I finally persuaded him to get counseling, but he's still doing the same things: promising we have a future together, then squelching any plans for physically consummating our relationship. He insists he doesn't need Viagra, that he's capable of doing it, but then he comes up with another hokey excuse why he can't make time for a weekend together.
He's really a nice man, Abby. He treats me well and has a delightful sense of humor. He'd be the perfect companion if he could just accept that his wife is dead, she's not coming back, and he's not cheating on her if he sleeps with another woman. What should I do? -- SEXLESS IN SEATTLE
DEAR SEXLESS: If you love him, give him a little more time. My experts tell me that he could be suffering from pathological grief. In most people, the grieving process lasts about one year -- but if it lasts longer than that it requires professional help.
I don't know how long this man has been in counseling, but if it has been any length of time and he still has not progressed in mourning (mourning is the reparative process associated with grief) -- then he should consult another professional counselor. His inability to be intimate with you sexually may have nothing to do with sexuality, but rather overwhelming mourning and overwhelming guilt.

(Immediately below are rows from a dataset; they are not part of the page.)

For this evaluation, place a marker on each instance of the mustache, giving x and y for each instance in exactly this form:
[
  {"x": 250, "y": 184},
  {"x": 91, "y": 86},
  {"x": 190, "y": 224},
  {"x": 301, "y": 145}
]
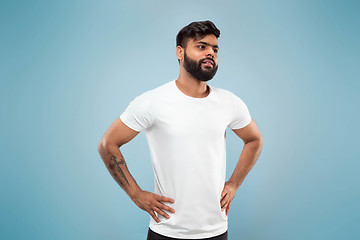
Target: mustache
[{"x": 210, "y": 59}]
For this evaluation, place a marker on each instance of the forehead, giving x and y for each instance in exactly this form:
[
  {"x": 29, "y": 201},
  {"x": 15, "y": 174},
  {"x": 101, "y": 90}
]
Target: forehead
[{"x": 210, "y": 39}]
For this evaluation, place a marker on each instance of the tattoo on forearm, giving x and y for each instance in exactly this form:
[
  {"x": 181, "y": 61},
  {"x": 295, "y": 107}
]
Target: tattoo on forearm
[{"x": 117, "y": 165}]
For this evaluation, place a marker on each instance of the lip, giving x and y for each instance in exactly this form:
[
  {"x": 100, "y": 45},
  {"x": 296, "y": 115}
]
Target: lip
[{"x": 208, "y": 62}]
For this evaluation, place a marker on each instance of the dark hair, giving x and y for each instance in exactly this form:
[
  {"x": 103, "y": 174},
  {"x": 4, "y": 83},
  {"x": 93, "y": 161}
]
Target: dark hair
[{"x": 196, "y": 30}]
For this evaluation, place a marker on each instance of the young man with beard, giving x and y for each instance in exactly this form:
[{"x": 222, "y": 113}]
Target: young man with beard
[{"x": 185, "y": 121}]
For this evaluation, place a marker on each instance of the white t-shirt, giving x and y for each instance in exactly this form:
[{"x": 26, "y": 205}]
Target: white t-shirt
[{"x": 186, "y": 138}]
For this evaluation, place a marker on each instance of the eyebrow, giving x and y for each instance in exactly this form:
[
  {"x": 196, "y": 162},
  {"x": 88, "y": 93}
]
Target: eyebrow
[{"x": 208, "y": 44}]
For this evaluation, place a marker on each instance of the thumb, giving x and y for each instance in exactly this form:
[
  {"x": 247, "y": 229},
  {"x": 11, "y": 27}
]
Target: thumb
[{"x": 223, "y": 193}]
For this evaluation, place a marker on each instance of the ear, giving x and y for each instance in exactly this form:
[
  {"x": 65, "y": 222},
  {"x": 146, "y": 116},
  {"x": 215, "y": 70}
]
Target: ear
[{"x": 179, "y": 52}]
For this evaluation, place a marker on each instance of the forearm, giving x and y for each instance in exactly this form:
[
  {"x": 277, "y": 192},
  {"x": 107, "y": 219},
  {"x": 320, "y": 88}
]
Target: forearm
[
  {"x": 248, "y": 157},
  {"x": 116, "y": 165}
]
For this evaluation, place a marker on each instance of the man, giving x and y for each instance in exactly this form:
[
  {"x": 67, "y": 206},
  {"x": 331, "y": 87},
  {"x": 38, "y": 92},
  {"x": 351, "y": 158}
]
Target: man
[{"x": 185, "y": 121}]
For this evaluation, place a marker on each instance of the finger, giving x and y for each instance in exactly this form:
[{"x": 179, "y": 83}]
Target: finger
[
  {"x": 165, "y": 199},
  {"x": 154, "y": 216},
  {"x": 162, "y": 213},
  {"x": 224, "y": 196},
  {"x": 165, "y": 207},
  {"x": 228, "y": 208},
  {"x": 223, "y": 202}
]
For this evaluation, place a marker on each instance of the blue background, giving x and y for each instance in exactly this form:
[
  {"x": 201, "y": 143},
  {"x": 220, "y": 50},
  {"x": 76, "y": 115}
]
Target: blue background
[{"x": 70, "y": 68}]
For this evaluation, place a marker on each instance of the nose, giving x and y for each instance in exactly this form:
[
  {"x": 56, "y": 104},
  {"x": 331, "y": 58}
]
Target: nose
[{"x": 210, "y": 53}]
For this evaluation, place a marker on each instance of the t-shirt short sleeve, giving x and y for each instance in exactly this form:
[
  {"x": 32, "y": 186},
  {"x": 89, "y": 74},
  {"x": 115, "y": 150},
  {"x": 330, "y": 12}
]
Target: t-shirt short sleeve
[
  {"x": 137, "y": 115},
  {"x": 241, "y": 116}
]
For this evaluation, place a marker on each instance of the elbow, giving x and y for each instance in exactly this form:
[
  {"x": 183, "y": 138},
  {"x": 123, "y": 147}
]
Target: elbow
[{"x": 101, "y": 145}]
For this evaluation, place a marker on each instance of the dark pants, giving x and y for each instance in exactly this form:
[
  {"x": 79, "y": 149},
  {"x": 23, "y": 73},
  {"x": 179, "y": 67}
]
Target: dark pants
[{"x": 155, "y": 236}]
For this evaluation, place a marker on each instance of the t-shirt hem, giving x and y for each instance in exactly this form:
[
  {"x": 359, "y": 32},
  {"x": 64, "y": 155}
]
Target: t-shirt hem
[
  {"x": 243, "y": 125},
  {"x": 127, "y": 123},
  {"x": 159, "y": 230}
]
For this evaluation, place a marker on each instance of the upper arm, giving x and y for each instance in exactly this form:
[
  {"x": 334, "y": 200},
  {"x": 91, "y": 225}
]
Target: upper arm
[
  {"x": 249, "y": 133},
  {"x": 117, "y": 134}
]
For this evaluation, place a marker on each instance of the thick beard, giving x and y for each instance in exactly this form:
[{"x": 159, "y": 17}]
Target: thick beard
[{"x": 194, "y": 68}]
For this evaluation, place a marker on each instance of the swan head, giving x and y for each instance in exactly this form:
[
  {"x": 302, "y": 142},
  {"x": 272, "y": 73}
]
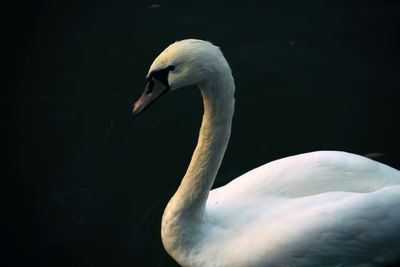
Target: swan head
[{"x": 181, "y": 64}]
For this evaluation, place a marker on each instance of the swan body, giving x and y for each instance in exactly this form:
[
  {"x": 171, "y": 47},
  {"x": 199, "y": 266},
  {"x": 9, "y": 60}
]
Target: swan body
[{"x": 324, "y": 208}]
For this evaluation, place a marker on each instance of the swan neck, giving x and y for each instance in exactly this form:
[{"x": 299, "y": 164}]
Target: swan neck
[{"x": 218, "y": 101}]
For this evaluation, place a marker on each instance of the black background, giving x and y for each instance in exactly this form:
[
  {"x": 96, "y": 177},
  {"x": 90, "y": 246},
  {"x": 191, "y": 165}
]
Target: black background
[{"x": 85, "y": 182}]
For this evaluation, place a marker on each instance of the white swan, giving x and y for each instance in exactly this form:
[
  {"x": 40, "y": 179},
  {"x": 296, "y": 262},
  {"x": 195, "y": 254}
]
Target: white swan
[{"x": 325, "y": 208}]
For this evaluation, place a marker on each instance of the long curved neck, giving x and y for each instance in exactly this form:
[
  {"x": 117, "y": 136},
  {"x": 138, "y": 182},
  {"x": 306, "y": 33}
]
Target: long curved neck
[
  {"x": 190, "y": 198},
  {"x": 211, "y": 146}
]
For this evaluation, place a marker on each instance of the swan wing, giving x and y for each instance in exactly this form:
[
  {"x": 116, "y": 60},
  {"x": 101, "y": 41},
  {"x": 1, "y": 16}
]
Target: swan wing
[
  {"x": 311, "y": 173},
  {"x": 322, "y": 207}
]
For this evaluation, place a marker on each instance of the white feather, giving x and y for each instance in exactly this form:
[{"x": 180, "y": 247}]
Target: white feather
[{"x": 325, "y": 208}]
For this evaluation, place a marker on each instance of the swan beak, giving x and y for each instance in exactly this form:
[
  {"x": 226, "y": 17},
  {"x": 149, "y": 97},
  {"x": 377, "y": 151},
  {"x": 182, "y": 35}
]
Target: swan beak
[{"x": 153, "y": 91}]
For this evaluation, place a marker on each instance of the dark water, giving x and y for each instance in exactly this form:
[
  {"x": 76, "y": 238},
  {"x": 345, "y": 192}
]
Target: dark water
[{"x": 85, "y": 182}]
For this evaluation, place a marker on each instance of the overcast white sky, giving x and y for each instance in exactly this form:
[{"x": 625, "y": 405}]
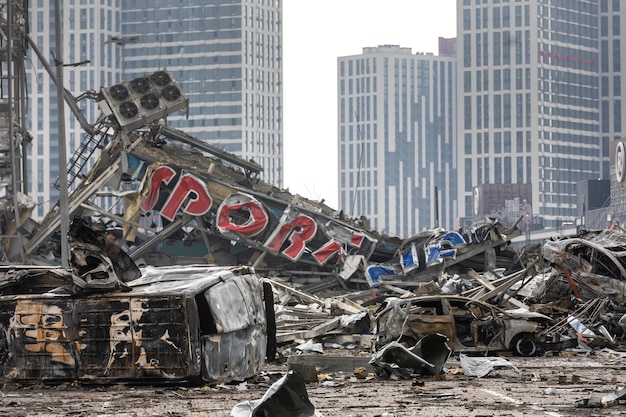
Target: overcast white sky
[{"x": 315, "y": 34}]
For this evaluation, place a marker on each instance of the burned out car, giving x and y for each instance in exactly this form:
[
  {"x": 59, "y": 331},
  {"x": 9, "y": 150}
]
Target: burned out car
[
  {"x": 470, "y": 325},
  {"x": 191, "y": 323}
]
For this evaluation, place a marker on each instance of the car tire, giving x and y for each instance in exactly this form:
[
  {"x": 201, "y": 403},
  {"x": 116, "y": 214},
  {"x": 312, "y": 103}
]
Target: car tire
[{"x": 524, "y": 345}]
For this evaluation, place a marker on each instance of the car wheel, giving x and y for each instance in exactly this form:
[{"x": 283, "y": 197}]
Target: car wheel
[{"x": 524, "y": 345}]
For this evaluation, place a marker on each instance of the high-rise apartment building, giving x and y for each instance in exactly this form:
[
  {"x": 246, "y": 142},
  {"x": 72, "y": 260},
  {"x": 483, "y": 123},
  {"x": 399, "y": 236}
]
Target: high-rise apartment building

If he's as terrific as you say he is, he's worth waiting for a little longer.
DEAR ABBY: When I was about 21, I was date-raped, and it took me several years to get myself sorted out. This was my first time, and it is only now that I'm finally at a point where I can trust a man again and want to have sex.
My problem is, I don't know if I should tell my boyfriend about what happened to me years ago, and that he will be the first person I have ever really made love with. What do you think? -- ANONY-MISS
DEAR ANONY-MISS: I think it's very important that you tell him exactly what you have told me -- and the sooner the better.